May 2016 /254

Le geste du peintre

Rencontre avec David Strivay, directeur du Centre européen d’archéométrie

À l’occasion de la première exposition “En plein air” dans le musée restauré de la Boverie, rencontre avec David Strivay, directeur du Centre européen d’archéométrie de l’ULg.

CEA-1Photo : David Strivay lors d'une analyse d'un portrait du Fayoum (Villa Getty - Los Angeles)

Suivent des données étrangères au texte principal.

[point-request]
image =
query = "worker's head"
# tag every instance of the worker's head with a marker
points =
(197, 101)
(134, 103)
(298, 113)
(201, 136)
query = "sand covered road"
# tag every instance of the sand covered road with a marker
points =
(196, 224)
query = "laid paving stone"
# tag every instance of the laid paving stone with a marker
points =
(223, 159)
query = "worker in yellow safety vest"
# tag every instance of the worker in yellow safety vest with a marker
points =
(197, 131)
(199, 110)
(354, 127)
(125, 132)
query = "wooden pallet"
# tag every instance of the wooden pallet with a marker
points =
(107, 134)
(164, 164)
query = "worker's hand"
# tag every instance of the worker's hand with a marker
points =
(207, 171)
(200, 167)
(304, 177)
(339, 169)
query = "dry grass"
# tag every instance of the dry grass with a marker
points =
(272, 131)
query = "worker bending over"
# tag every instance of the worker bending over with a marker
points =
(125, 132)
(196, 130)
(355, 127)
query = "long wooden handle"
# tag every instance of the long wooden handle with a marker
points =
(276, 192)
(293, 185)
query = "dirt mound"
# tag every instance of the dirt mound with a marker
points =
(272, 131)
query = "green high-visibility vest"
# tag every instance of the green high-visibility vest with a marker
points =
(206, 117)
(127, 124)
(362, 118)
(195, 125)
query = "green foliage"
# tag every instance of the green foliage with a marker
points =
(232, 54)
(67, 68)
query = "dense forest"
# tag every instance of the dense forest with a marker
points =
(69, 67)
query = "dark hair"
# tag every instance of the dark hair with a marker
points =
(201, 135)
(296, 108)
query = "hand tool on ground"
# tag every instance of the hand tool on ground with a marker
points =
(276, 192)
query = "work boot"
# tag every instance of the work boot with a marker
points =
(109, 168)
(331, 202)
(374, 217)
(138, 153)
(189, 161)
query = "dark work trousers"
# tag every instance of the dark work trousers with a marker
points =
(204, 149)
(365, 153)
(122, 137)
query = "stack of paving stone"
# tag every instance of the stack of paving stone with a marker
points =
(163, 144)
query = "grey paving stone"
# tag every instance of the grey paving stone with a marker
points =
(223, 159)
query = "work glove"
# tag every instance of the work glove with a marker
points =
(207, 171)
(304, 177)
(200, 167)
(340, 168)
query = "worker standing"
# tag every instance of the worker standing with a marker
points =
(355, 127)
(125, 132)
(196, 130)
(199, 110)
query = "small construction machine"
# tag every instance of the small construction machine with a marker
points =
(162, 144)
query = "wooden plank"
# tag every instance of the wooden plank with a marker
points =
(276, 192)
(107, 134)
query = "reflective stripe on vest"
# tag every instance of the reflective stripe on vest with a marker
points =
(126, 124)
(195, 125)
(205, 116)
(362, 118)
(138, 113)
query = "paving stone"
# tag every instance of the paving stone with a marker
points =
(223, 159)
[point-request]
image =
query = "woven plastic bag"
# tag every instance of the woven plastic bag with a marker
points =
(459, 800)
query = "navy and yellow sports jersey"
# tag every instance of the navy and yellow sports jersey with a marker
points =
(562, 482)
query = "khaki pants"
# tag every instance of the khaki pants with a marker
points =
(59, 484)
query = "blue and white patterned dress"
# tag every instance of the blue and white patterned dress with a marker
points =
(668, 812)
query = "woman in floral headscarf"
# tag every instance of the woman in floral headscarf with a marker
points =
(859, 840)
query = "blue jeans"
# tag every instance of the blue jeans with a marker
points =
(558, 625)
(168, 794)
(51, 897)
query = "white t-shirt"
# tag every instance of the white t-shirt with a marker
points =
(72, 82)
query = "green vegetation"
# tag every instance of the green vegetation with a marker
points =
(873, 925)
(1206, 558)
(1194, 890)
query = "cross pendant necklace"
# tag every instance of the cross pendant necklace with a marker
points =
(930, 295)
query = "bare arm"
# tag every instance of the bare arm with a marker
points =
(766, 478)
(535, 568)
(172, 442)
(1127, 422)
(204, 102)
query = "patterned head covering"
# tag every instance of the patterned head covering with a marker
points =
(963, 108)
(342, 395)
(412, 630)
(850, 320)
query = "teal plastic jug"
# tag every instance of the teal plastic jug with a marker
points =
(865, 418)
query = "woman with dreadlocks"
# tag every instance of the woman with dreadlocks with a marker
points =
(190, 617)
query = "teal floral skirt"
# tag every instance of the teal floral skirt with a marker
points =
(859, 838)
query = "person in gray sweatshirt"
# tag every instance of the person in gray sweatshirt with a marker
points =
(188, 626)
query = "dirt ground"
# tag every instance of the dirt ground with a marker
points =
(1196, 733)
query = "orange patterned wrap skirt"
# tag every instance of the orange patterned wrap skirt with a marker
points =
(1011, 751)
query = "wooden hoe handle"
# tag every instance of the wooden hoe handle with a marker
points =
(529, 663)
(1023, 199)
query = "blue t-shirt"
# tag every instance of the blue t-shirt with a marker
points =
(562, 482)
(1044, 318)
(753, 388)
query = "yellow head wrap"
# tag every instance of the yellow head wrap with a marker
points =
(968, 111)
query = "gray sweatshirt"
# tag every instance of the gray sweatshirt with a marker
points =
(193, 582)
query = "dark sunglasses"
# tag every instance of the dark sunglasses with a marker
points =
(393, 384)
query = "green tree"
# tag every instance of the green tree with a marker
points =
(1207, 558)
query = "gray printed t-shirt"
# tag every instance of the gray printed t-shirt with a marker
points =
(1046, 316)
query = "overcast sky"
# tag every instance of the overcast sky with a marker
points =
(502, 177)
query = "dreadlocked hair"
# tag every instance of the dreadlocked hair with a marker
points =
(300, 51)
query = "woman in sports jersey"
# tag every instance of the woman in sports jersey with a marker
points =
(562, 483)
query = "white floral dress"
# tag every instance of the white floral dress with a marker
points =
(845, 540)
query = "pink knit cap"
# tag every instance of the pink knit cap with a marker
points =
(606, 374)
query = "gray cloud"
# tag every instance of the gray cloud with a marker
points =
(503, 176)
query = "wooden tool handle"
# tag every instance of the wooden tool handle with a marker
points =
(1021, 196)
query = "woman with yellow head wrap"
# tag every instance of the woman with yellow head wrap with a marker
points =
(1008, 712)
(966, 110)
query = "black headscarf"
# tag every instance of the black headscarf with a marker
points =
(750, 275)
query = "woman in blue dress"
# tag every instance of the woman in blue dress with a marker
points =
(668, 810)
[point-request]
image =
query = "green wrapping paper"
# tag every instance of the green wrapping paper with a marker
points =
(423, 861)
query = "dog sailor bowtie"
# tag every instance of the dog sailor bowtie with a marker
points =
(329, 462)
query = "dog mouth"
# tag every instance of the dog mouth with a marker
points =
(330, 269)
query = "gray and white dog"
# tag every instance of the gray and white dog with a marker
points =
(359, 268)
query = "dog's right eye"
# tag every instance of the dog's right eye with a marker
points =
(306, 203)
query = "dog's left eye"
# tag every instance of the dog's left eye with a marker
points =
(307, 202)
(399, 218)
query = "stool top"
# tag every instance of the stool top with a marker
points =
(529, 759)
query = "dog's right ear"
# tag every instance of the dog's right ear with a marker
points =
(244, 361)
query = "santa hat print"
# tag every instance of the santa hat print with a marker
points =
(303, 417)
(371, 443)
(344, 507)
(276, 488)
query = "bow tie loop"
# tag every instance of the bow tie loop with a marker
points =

Le Centre européen d’archéométrie (CEA) de l’université de Liège, fondé en 2003, s’est spécialisé dans l’étude du patrimoine culturel mobilier et immobilier. En confrontant les données historiques et archéologiques aux résultats d’analyses scientifiques, cette équipe pluridisciplinaire, composée d’une quarantaine de collaborateurs, est la seule à proposer en Belgique un équipement aussi élaboré et aussi mobile. « Nous avons essayé d’optimiser des techniques qui existaient déjà auparavant en chimie et physique pour le patrimoine. Aujourd’hui, nous avons un laboratoire que nous pouvons mettre dans des caisses, transporter et qui nous permet de travailler directement sur place, que ce soit sur un site archéologique, dans un musée ou chez un particulier. C’est intéressant parce qu’il y a toujours un danger à transporter une œuvre. Or, nous arrivons maintenant à obtenir des informations presque aussi poussées qu’en laboratoire », explique David Strivay, chargé de cours et directeur du CEA.

ÉQUIPE PLURIDISCIPLINAIRE

CEA-3Photographie – en haute résolution, en lumière blanche, en lumière rasante, en UV ou en infra-rouge  –, radiographie classique, imagerie hyperspectrale, analyse élémentaire et moléculaire : les techniques sont diverses et souvent issues d’autres secteurs de recherche, comme le pôle spatial. « Nous collaborons avec de nombreux services de l’Université qui ne travaillent pas directement sur le patrimoine », poursuit David Strivay. Nourrissant son travail de recherche fondamentale grâce à la recherche appliquée et inversement, le CEA se situe au confluent de nombreuses disciplines. « Nous travaillons toujours en équipe pluridisciplinaire rassemblant un archéologue ou un historien de l’art, un scientifique (physicien, chimiste, géographe, géologue, etc.), un conservateur-restaurateur et des techniciens. Avec comme but d’enrichir notre connaissance sur les objets mais aussi de la partager avec le grand public », précise-t-il.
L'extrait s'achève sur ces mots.